Since Mr. Anselmo Paleari had such scant regard for the little colored lanterns we each have in us, I could not help wondering just why he was so anxious to light another–with a red globe–right there in my sick-room.  Weren’t the two we had between us making trouble enough already?

I decided to put the question to him.

“_Similia similibus_…” he answered. “One lantern corrects the other. Besides, the red lantern I am going to light goes out at a certain point, you know!…”

“But do you really think,” I ventured further, “that this device of yours is the best means for discovering something?”

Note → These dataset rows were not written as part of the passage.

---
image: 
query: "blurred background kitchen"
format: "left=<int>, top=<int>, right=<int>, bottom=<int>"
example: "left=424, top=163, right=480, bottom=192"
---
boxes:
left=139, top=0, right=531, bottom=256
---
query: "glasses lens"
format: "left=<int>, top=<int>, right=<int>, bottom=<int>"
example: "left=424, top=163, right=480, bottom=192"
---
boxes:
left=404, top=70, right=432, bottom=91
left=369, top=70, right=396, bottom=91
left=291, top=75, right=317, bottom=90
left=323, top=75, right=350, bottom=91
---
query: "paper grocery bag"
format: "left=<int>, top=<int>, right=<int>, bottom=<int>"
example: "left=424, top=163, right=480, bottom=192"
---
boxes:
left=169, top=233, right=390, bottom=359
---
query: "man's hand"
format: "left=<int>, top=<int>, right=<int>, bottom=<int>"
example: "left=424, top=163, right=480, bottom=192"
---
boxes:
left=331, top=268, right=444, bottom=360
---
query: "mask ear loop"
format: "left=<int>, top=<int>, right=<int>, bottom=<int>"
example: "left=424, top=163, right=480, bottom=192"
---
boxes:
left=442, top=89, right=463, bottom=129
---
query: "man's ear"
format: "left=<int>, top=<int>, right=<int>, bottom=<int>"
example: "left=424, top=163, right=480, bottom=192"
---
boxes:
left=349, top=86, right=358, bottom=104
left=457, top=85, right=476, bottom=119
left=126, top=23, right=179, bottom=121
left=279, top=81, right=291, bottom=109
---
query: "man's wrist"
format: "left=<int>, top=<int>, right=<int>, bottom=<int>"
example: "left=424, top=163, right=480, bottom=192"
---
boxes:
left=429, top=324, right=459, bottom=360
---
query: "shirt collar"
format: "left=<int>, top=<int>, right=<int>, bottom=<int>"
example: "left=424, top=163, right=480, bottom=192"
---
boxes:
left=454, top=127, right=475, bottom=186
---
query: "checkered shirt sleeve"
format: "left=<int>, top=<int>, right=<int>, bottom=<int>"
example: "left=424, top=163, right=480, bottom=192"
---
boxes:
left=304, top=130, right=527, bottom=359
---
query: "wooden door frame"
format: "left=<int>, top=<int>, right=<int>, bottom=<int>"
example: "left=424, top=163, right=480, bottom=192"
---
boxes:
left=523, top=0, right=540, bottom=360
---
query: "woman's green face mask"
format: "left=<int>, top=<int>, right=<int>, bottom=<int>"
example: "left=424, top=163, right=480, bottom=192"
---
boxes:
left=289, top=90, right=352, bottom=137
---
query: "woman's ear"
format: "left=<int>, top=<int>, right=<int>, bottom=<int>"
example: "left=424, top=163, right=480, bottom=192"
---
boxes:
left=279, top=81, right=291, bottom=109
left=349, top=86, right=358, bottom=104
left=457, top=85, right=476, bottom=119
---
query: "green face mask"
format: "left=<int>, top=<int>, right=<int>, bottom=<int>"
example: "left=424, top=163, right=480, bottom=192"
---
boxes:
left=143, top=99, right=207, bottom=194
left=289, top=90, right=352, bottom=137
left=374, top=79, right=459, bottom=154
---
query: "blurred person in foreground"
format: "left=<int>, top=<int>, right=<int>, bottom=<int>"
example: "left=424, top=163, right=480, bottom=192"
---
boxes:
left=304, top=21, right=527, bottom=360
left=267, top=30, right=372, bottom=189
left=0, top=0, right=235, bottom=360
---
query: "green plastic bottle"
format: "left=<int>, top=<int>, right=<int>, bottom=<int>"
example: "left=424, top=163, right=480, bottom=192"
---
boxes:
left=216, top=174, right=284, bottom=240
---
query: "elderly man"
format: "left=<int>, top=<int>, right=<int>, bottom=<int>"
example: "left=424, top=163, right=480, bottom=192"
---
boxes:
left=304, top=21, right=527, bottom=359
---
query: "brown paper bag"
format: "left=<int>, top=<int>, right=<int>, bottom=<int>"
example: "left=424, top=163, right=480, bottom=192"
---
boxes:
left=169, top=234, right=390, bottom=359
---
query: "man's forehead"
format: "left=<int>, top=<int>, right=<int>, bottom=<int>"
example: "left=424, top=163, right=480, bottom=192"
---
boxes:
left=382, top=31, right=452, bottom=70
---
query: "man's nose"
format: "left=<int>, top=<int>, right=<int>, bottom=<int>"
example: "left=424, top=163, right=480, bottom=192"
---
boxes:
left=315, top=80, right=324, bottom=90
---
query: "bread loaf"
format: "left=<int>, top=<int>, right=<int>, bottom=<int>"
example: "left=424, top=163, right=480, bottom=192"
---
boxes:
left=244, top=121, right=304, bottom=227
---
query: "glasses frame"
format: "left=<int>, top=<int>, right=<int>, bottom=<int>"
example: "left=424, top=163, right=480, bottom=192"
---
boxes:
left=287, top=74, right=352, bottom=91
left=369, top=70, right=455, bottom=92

“What scientists call ‘light,'” rejoined Anselmo, not in the least disturbed, “may give us a very inadequate and deceptive notion of the thing they call ‘life’; but for what is beyond the latter it not only does not help but, believe me, actually hinders. There are a few charlatans of science, with intellects as insignificant as their impulses are perverse, who claim, for their own conveniences, that such experiments as those I perform with my red lantern are an insult to Science and to Nature herself. Heaven help us, Mr. Meis! Such nonsense!  No, we are trying simply to discover other laws, other forces, evidences of another life, in this same Nature–the very same Nature, mark me!–seeking by methods supplementing those normally used, to go beyond the very narrow comprehension of things that our frail senses ordinarily furnish. I ask you–don’t these same scientists demand the right environment, the proper conditions, for their experiments? Can a photographer do without his dark chamber? Well then! … Besides, there are all sorts of ways to test results and check up on trickery;…”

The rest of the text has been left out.